Liczba upadłych firm w Polsce nieustannie rośnie. Ubiegły rok był rekordowy
Od 2016 roku rośnie w Polsce liczba upadłości firm. W ciągu ostatnich 12 miesięcy 4701 polskich firm ogłosiło upadłość. To liczba rekordowa - wzrost upadłości zanotowały niemal wszystkie branże. Na plus wyróżnia się tylko rolnictwo.
W ciągu ostatniego roku 4701 polskich przedsiębiorstw ogłosiło upadłość - przedstawiono w raporcie firmy Coface opublikowanym w środę. Zwrócono także uwagę, że wzrost upadłości dotyczy wszystkich branż, z wyjątkiem rolnictwa.
Zgodnie z wynikami raportu Coface, roczna liczba niewypłacalnych firm wzrasta nieprzerwanie od 2016 roku, kiedy to wyniosła 760. W ciągu ostatnich 12 miesięcy 4701 polskich przedsiębiorstw ogłosiło upadłość, co jak podkreślono, jest rekordową liczbą.
Jako przyczynę wzrostu upadłości Coface wskazuje także rekordowo wysoką inflację, wysokie stopy procentowe, wzrost kosztów paliw i energii oraz presję płacową.
W raporcie poinformowano, że podobnie jak w latach 2019-2022, w ubiegłym roku większość firm zdecydowała się na wybranie postępowania pozasądowego w celu ogłoszenia niewypłacalności. Z opcji tej skorzystały 4053 przedsiębiorstwa, co stanowi 60 proc. wszystkich organizacji. Na podjęcie postępowania upadłościowego i restrukturyzacyjnego prowadzonego przez sądy zdecydowało się 648 firm.
Jak zwrócili uwagę eksperci, rosnąca liczba niewypłacalności przedsiębiorstw jest częściowo spowodowana możliwościami, jakie polskie prawo przewiduje dla firm w trudnej sytuacji płynnościowej.

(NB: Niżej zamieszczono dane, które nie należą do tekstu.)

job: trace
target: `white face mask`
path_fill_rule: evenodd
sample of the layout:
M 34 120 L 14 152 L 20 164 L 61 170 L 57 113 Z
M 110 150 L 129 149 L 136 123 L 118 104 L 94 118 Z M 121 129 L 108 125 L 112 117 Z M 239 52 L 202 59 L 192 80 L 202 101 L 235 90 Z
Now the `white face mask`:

Główny ekonomista Coface w Polsce i Regonie Europy centralnej Grzegorz Sielewicz wyjaśnił w raporcie, że "w pierwszych latach poprzedniej dekady przeprowadzano głównie upadłości w celu likwidacji majątku, następnie w 2016 roku wprowadzono sądowe postępowania restrukturyzacyjne, które mają na celu wdrożenie rozwiązań umożliwiających firmom powrót do efektywnej działalności biznesowej, aż wreszcie lata pandemiczne obfitowały w działania pomocowe oraz wprowadzenie szybkich pozasądowych postępowań, które zostały zaimplementowane do polskiego systemu prawnego". Dodał, że "tym samym wzrost ogólnej liczby niewypłacalności przedsiębiorstw nie powinien być zaskoczeniem. Należy jednak pamiętać, że firmy nie sięgałyby po nie, gdyby nie miały takiej potrzeby".
Podkreślono, że w 2023 roku niemal wszystkie branże zanotowały wzrost niewypłacalności w porównaniu z poprzednim rokiem. Jedynie w rolnictwie widoczny jest nieznaczny spadek liczby niewypłacalnych przedsiębiorstw (z 376 w 2022 roku do 347 w 2023). Tendencja ta utrzymuje się od 2021 roku.
Poinformowano, że z największymi problemami zmagał się sektor usług (aż 1401 niewypłacalnych firm). Tuż za nim uplasował się handel, w którym upadły 1023 firmy (w 2022 roku było ich 567). Znaczny wzrost niewypłacalności zanotowała także branża budowlana - 638 firm (wzrost o 128 proc. w porównaniu z rokiem 2022) i transport - 546 firm (wzrost o 100 proc. w porównaniu z rokiem 2022). Dane te są szczególnie alarmujące, ponieważ to właśnie dwa ostatnie sektory odpowiadają za wzrost PKB.
Jak skomentowała dyrektor działu oceny ryzyka w Coface Barbara Kamińska, "usługodawcy stanowili najliczniejszą grupę niewypłacalnych podmiotów (30 proc. ) na tle wszystkich zarejestrowanych postępowań w Polsce".
- Działalność szkoleniowo-eventowa czy hotelarsko-gastronomiczna zostały poturbowane przez restrykcje czasu pandemii, a potem musiały się zmierzyć ze spowolnieniem popytu wywołanym sytuacją geopolityczną i szybującą inflacją. Pocieszający jest fakt, że liczba niewypłacalności w tej branży zaczęła spadać w drugiej połowie 2023 roku - powiedziała ekspertka.
- Ostatni rok zakończył się także liczbą 1023 niewypłacalności przedsiębiorstw handlowych, co stanowiło wzrost o 80 proc. w porównaniu do 2022 roku. Tym samym wynik z 2023 roku przekroczył sumę odczytów z lat 2021-2022 - podsumowała.